Interestingly, the names of Joyce's main character in his story, "The Dead," contrasts greatly with the name of his wife's first love. As biblical names of two archangels, Gabriel was the more passive, a messenger for God, while the archangel Michael was a warrior. Even the last name of the boy who loved Gretta, Furey, denotes passion.
Throughout the narrative, Gabriel is meek and passive. For instance, he merely smiles at the manner in which Lily, the caretaker's daughter, pronounces his last name with three syllables, and when he arouses her ire, he gives her money rather than trying to appease her with a more personal method. Certainly, he is intimidated by the accusations of Molly Ivor that he is a West Briton who is sympathetic to the British rule and fears "risking a grandiose phrase with her" when most Irishmen would react passionately, rather than so passively, to such an argumentative statement.
In his relationship with Gretta, Gabriel clearly differs from Michael Furey. Treating his wife in a foolishly condescending manner, he tries to make her wear galoshes to the party and he rents a room for the night because last year Gretta caught a cold--"The two aunts laughed heartily..."for Gabriel's solciitude was a standing joke with them." He gives little attention to her until the party is over and, when he looks for her, he does not at first even recognize her. Joyce writes,
Gabriel had not gone to the door with the others. He was in a dark part of the hall gazing up the staircase. A woman was stading near the top of the first flightin the the shadow also. He could not see her face, but he could see the...panels of her skirt....It was his wife.
Yet, after noticing her beauty as she has listened to the tenor, Gabriel feels a "wave of yet more tender joy," a resurgence of lust for his wife as they go to the lodging for the evening. However, without understanding how she feels at the moment, Gabriel attempts passion with his wife after they reach the room. She has been crying. "A dull anger" enters Gabriel as he ironically asks his wife if she cries for someone she once loved. Then, a "vague terror" seizes Gabriel as he feels defeated by some "vindictive power" when he is told that his wife has loved another and still thinks of him.
Unlike Gabriel, Michael Furey would not be defeated in his passionate love for Gretta.
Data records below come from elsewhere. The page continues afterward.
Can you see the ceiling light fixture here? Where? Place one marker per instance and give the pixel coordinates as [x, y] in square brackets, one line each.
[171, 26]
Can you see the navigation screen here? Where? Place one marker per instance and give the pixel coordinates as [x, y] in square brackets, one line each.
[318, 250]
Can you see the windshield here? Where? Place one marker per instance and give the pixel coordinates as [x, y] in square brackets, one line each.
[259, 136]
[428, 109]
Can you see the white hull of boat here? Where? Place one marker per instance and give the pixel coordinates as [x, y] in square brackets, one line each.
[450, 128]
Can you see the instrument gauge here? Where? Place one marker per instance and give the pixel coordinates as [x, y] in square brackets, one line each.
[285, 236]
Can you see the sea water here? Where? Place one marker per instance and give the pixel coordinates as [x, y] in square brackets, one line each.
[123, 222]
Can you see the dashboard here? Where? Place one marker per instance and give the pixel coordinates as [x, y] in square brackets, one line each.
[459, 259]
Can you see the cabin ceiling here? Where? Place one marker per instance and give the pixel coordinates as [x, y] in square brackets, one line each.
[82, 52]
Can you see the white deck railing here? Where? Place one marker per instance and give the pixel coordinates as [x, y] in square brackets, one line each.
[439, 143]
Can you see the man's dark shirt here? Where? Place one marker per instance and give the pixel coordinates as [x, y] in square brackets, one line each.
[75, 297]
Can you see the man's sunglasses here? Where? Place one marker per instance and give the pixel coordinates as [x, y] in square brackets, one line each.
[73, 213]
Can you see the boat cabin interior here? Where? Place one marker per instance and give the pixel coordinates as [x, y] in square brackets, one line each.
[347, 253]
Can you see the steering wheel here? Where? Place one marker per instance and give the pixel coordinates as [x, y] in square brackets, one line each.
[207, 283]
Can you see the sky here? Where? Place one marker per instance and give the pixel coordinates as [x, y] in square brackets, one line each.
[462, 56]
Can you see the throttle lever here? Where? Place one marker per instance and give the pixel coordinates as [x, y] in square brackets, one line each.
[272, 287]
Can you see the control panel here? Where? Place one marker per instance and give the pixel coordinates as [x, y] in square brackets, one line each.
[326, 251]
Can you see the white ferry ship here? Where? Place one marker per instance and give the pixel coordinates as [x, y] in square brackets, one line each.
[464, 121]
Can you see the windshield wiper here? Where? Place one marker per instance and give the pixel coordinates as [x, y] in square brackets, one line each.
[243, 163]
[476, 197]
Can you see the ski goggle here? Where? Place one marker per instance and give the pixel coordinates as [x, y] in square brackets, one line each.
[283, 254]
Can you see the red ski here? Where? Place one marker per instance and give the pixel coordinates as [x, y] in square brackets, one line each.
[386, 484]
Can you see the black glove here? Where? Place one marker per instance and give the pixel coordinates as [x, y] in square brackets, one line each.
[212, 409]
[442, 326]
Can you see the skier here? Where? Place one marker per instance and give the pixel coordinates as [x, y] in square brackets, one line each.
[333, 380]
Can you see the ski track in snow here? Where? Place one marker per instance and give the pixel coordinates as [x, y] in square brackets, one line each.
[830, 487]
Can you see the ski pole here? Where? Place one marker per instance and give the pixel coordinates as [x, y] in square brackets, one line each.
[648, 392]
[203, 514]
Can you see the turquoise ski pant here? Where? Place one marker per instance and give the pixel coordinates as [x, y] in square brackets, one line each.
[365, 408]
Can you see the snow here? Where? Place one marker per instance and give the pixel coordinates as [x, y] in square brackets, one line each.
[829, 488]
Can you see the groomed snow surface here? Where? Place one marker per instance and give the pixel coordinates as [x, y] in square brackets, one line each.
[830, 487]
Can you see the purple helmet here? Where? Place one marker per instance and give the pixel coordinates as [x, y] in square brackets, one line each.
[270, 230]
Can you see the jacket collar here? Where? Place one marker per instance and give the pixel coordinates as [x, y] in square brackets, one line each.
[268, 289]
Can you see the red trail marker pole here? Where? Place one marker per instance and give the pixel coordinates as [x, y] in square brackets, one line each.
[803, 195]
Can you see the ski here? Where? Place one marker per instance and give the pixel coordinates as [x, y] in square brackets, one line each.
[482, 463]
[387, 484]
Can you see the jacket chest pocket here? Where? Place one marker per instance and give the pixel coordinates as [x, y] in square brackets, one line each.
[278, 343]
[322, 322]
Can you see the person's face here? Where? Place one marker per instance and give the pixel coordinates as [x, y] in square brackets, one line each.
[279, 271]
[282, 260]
He insisted upon living his life passionately, even dying for love. As he talks with his wife, Gabriel realizes that while he has felt the effulgence of memories of their secret life together, full of tenderness, joy, and desire, Gretta has been thinking of her lost love, Michael Furey. Gabriel feels "A shameful consciousness of his own person" as one who
saw himself as a ludicrous figure, acting as a pennyboy for his aunts, a nervous well-meaning sentimentalist, orating to vulagarians and idealising his own clownish lusts, the pitiable fatuous fellow he had caught a glimpse of in the mirror.
Shame burns in Gabriel as he has not lived an authentic life as has Michael Furey, a young passionate boy willing to die for what he believed in, rather than compromising himself.